Hashim Nik Wahidah, Wilkes Mitch, Salomon Ronald, Meggs Jared, France Daniel J
Department of Electrical Engineering, Vanderbilt University, Nashville, Tennessee.
Department of Psychiatry, Vanderbilt University School of Medicine, Nashville, Tennessee.
J Voice. 2017 Mar;31(2):256.e1-256.e6. doi: 10.1016/j.jvoice.2016.06.006. Epub 2016 Jul 26.
The aim of the present study was to determine if acoustic measures of voice, characterizing specific spectral and timing properties, predict clinical ratings of depression severity measured in a sample of patients using the Hamilton Depression Rating Scale (HAMD) and Beck Depression Inventory (BDI-II).
This is a prospective study.
Voice samples and clinical depression scores were collected prospectively from consenting adult patients who were referred to psychiatry from the adult emergency department or primary care clinics. The patients were audio-recorded as they read a standardized passage in a nearly closed-room environment. Mean Absolute Error (MAE) between actual and predicted depression scores was used as the primary outcome measure.

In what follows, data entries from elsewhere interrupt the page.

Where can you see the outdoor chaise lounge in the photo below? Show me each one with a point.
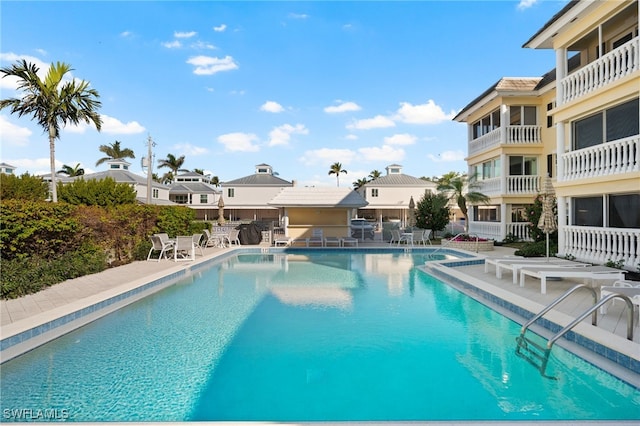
(184, 249)
(158, 245)
(514, 264)
(593, 273)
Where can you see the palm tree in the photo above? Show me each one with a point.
(360, 183)
(460, 190)
(336, 168)
(72, 171)
(173, 163)
(113, 152)
(52, 102)
(375, 174)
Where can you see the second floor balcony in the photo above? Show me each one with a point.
(506, 135)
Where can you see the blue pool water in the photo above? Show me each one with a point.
(306, 336)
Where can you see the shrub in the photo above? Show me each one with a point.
(537, 249)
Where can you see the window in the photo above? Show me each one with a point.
(486, 124)
(527, 166)
(486, 214)
(587, 211)
(623, 211)
(612, 124)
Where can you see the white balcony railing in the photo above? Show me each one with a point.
(512, 135)
(600, 245)
(517, 185)
(607, 159)
(613, 66)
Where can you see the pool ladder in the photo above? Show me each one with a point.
(538, 354)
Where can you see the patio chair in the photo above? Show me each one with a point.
(593, 273)
(197, 243)
(158, 245)
(395, 236)
(233, 237)
(184, 249)
(316, 237)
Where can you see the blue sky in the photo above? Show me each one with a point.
(297, 85)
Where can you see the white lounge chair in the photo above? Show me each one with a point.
(184, 249)
(514, 264)
(316, 238)
(158, 245)
(593, 273)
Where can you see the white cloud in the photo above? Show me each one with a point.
(384, 153)
(189, 34)
(13, 134)
(175, 44)
(203, 45)
(400, 139)
(112, 125)
(377, 122)
(447, 156)
(241, 142)
(190, 150)
(526, 4)
(207, 65)
(328, 156)
(281, 135)
(428, 113)
(271, 106)
(342, 107)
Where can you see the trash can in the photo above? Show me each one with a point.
(250, 234)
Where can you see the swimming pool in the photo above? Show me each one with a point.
(310, 335)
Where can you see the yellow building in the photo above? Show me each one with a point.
(579, 123)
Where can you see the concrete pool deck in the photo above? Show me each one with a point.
(27, 312)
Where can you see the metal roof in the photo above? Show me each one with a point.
(318, 197)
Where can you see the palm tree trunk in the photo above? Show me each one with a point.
(52, 159)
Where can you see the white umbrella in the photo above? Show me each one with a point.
(547, 222)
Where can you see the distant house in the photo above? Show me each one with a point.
(118, 170)
(306, 208)
(388, 196)
(197, 192)
(247, 198)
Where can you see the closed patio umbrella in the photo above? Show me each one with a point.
(547, 222)
(220, 210)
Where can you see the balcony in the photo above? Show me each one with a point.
(512, 135)
(600, 245)
(513, 185)
(607, 159)
(609, 68)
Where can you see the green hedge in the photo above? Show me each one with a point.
(44, 243)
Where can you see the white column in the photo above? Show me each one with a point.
(562, 215)
(561, 72)
(560, 150)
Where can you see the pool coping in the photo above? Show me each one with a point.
(26, 334)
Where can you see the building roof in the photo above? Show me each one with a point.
(398, 179)
(318, 197)
(258, 179)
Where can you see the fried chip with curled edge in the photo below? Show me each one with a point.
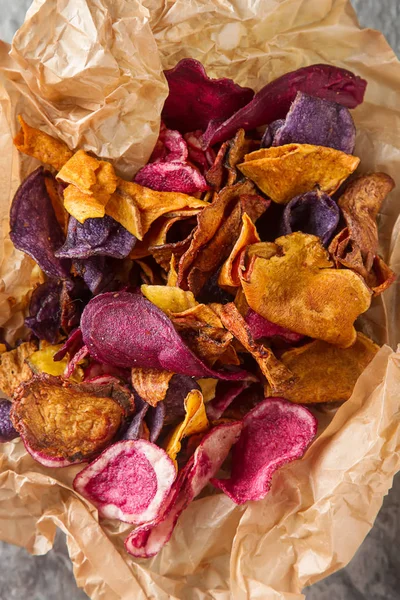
(41, 145)
(195, 421)
(62, 423)
(136, 207)
(284, 172)
(14, 368)
(296, 287)
(151, 384)
(327, 373)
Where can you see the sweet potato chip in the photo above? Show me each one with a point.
(194, 422)
(288, 171)
(137, 207)
(229, 274)
(296, 287)
(63, 423)
(151, 384)
(326, 373)
(169, 299)
(42, 146)
(272, 369)
(14, 368)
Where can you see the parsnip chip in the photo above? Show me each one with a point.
(42, 146)
(229, 274)
(194, 422)
(151, 384)
(274, 371)
(13, 367)
(137, 207)
(297, 288)
(168, 298)
(326, 373)
(288, 171)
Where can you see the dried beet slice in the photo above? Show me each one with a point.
(34, 228)
(129, 481)
(126, 330)
(147, 540)
(63, 423)
(195, 99)
(171, 177)
(273, 101)
(274, 433)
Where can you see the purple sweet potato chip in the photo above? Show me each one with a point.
(147, 540)
(7, 431)
(195, 99)
(171, 177)
(274, 433)
(226, 392)
(129, 481)
(260, 327)
(318, 122)
(44, 318)
(126, 330)
(170, 147)
(34, 228)
(270, 132)
(313, 212)
(102, 237)
(273, 101)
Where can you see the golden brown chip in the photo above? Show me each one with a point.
(151, 384)
(59, 420)
(360, 204)
(229, 274)
(296, 287)
(137, 207)
(42, 146)
(284, 172)
(326, 373)
(273, 370)
(13, 367)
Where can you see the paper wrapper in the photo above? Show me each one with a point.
(90, 71)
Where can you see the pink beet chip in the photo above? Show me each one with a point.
(274, 433)
(171, 177)
(147, 540)
(195, 99)
(129, 481)
(261, 327)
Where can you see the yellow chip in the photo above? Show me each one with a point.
(288, 171)
(194, 422)
(42, 146)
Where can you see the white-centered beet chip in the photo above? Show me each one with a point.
(274, 433)
(147, 540)
(129, 481)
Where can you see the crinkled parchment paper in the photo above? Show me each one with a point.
(90, 71)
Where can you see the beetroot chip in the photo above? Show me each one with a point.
(195, 99)
(274, 433)
(273, 101)
(260, 327)
(171, 177)
(34, 228)
(318, 122)
(129, 481)
(147, 540)
(313, 212)
(96, 237)
(126, 330)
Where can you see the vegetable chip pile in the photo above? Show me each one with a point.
(191, 313)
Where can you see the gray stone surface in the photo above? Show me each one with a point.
(374, 573)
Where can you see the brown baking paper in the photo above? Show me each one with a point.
(90, 71)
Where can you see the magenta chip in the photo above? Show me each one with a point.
(274, 433)
(129, 481)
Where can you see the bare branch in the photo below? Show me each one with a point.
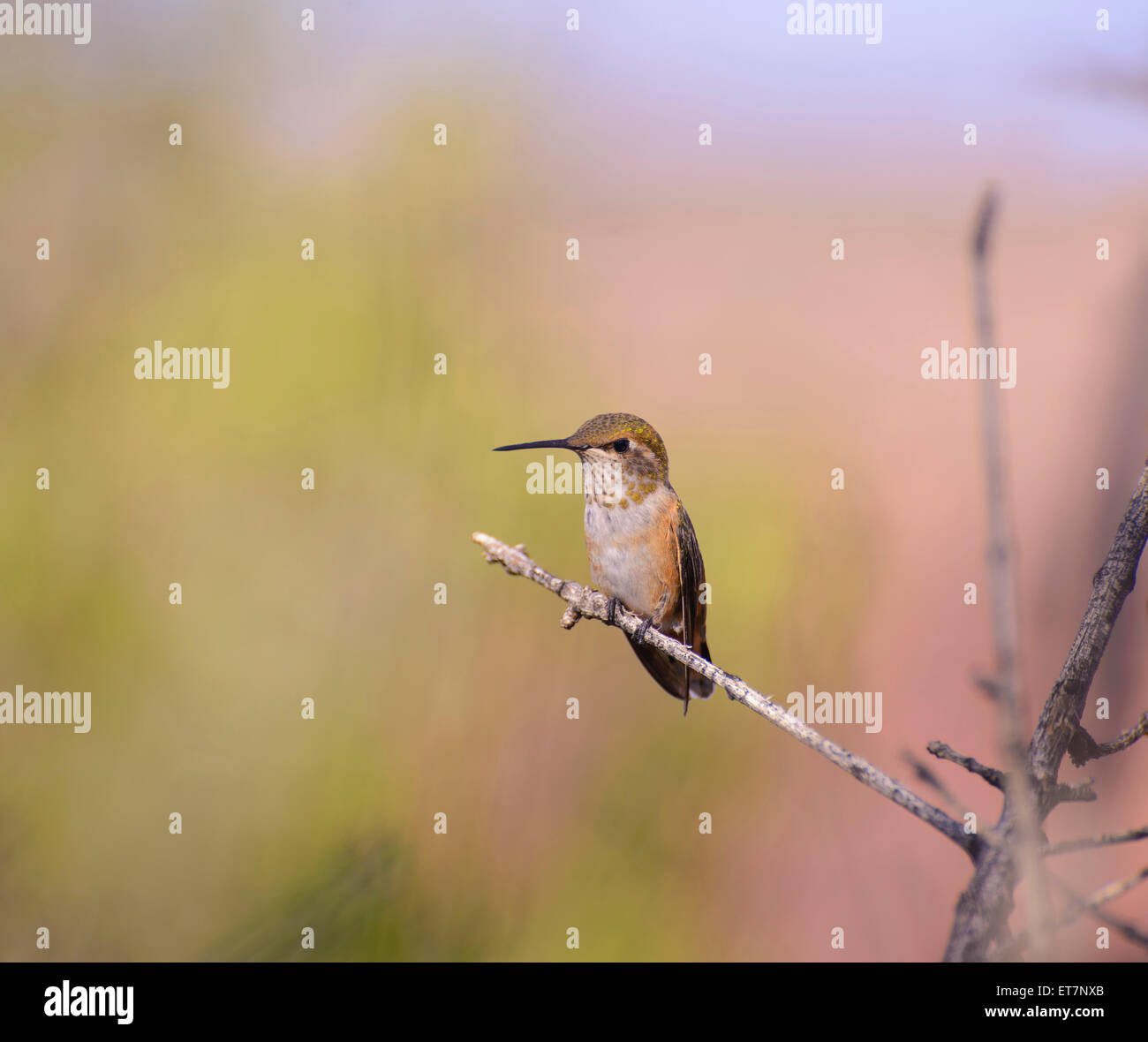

The average MAE between predicted and actual HAMD scores was approximately two scores for both men and women, and the MAE for the BDI-II scores was approximately one score for men and eight scores for women. Timing features were predictive of HAMD scores in female patients while a combination of timing features and spectral features was predictive of scores in male patients. Timing features were predictive of BDI-II scores in male patients.
Voice acoustic features extracted from read speech demonstrated variable effectiveness in predicting clinical depression scores in men and women. Voice features were highly predictive of HAMD scores in men and women, and BDI-II scores in men, respectively. The methodology is feasible for diagnostic applications in diverse clinical settings as it can be implemented during a standard clinical interview in a normal closed room and without strict control on the recording environment.
本研究的目的是确定语音的声学测量指标(表征特定的频谱和时间特性)能否预测使用汉密尔顿抑郁量表(HAMD)和贝克抑郁量表(BDI-II)对患者样本进行测量的抑郁严重程度的临床评分。
这是一项前瞻性研究。
前瞻性地收集了从成人急诊科或初级保健诊所转介到精神科的成年患者的语音样本和临床抑郁评分。患者在近乎封闭的房间环境中朗读标准化段落时进行录音。实际抑郁评分与预测抑郁评分之间的平均绝对误差(MAE)用作主要结局指标。
预测的HAMD评分与实际HAMD评分之间的平均MAE,男性和女性均约为两分;BDI-II评分的MAE,男性约为一分,女性约为八分。时间特征可预测女性患者的HAMD评分,而时间特征和频谱特征的组合可预测男性患者的评分。时间特征可预测男性患者的BDI-II评分。
从朗读语音中提取的语音声学特征在预测男性和女性的临床抑郁评分方面显示出不同的有效性。语音特征分别对男性和女性的HAMD评分以及男性的BDI-II评分具有高度预测性。该方法在各种临床环境中的诊断应用中是可行的,因为它可以在正常封闭房间的标准临床访谈期间实施,并且无需对录音环境进行严格控制。